SB 703 — "Update 1987 Rates/Organs and Disfigurement"

Status: Passed 1st Reading (Introduced Feb 21, 2025)
Subject areas: Cost‑of‑living; Employment; Insurance; Public; Workers’ Compensation

Purpose / Intent

SB 703 amends North Carolina’s Workers’ Compensation Act to modernize several fixed benefit caps in the statutory “schedule of injuries,” increase the statutory minimum weekly compensation, and require automatic annual adjustments of specified maximums tied to the Consumer Price Index (CPI). The stated aim is to update benefit levels that originated in 1987 and to provide ongoing cost‑of‑living increases.

Key provisions

  • Amends G.S. 97‑29 (total incapacity rates):

    • Clarifies weekly total disability pay remains 66 2/3% of average weekly wages.
    • Raises the statutory minimum weekly benefit from $30.00 to $50.00.
    • Directs the North Carolina Industrial Commission (NCIC), beginning July 1, 2026, to increase the statutory maximum compensation annually based on the year‑over‑year percentage change in the June Consumer Price Index (BLS) — only when that percentage change is positive. Adjustments are rounded to the nearest dollar.
  • Amends G.S. 97‑31 (schedule of injuries — fixed awards and disfigurement):

    • Raises the maximum award for “serious facial or head disfigurement” from $20,000 to $56,000.
    • Raises the maximum award for “serious bodily disfigurement” (where no other schedule entry applies) from $10,000 to $28,000.
    • Raises the maximum award for “loss of or permanent injury to an important external or internal organ” (where no other schedule entry applies) from $20,000 to $56,000.
    • Each of these statutory maximums will be subject to the same annual CPI‑based upward adjustment beginning July 1, 2026, with rounding to the nearest dollar.
  • Effective dates:

    • The specific amendments to G.S. 97‑29 and G.S. 97‑31 take effect July 1, 2026. The act otherwise takes effect when enacted.

Who is affected

  • Injured workers eligible for scheduled awards or total disability benefits: higher minimums and increased caps should raise potential awards.
  • Employers and workers’ compensation insurers: likely increased liability exposure and upward pressure on premiums and reserves as statutory caps rise and then grow with CPI.
  • North Carolina Industrial Commission: administrative responsibility to compute and apply annual CPI adjustments and implement new maximums.

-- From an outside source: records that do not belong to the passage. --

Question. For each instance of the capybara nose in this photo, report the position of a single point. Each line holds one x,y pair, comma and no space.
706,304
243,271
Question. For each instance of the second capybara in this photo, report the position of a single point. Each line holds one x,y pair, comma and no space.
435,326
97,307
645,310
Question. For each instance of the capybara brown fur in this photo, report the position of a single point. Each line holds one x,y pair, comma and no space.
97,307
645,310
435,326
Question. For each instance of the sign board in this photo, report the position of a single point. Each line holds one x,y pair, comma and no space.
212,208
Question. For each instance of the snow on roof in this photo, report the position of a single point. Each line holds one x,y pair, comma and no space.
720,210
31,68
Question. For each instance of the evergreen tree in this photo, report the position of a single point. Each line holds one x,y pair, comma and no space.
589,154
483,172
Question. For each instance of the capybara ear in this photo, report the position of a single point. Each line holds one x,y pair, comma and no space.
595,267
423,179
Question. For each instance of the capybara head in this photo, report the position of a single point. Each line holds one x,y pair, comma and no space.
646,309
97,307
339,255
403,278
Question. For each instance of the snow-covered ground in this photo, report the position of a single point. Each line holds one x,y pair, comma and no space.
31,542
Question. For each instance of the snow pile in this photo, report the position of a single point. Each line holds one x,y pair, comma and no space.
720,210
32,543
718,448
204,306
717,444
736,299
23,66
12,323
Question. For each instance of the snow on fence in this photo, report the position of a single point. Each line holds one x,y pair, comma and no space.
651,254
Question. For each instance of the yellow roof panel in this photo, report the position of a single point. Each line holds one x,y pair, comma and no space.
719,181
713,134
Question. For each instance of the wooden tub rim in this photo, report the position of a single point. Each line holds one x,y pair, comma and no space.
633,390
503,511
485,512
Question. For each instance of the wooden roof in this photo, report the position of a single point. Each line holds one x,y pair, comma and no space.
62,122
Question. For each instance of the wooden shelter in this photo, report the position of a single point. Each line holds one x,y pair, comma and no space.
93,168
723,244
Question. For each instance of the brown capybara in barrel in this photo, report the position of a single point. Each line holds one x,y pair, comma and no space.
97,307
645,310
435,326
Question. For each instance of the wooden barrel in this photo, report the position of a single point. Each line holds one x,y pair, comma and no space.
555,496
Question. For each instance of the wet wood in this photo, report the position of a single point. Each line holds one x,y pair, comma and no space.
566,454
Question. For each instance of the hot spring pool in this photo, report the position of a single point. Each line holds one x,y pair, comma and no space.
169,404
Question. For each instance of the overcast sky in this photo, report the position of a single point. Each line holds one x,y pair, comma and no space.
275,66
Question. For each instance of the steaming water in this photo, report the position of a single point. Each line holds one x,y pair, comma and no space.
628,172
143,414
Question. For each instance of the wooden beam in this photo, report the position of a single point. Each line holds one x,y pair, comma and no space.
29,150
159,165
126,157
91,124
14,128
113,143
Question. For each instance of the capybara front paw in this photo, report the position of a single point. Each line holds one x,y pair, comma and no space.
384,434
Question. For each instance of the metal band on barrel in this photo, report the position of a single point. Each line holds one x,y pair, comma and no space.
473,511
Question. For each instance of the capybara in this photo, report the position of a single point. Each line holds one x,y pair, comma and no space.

Implementation / Administrative notes

  • Annual adjustments use the June CPI (Bureau of Labor Statistics) year‑over‑year percent change, applied only if positive and rounded to the nearest dollar.
  • The NCIC is the designated body to implement the annual increases.
  • No offsetting budget or funding mechanism is specified in the text; fiscal impacts (insurer premiums, employer costs) would occur through the workers’ compensation system.

Net effect

SB 703 modernizes long‑outdated statutory benefit caps, provides an immediate increase to minimum weekly benefits, and establishes an automatic, CPI‑linked mechanism to preserve benefit value over time — with foreseeable cost consequences for employers and insurers.

Compiled from official sources — confirm details with the bill’s official record.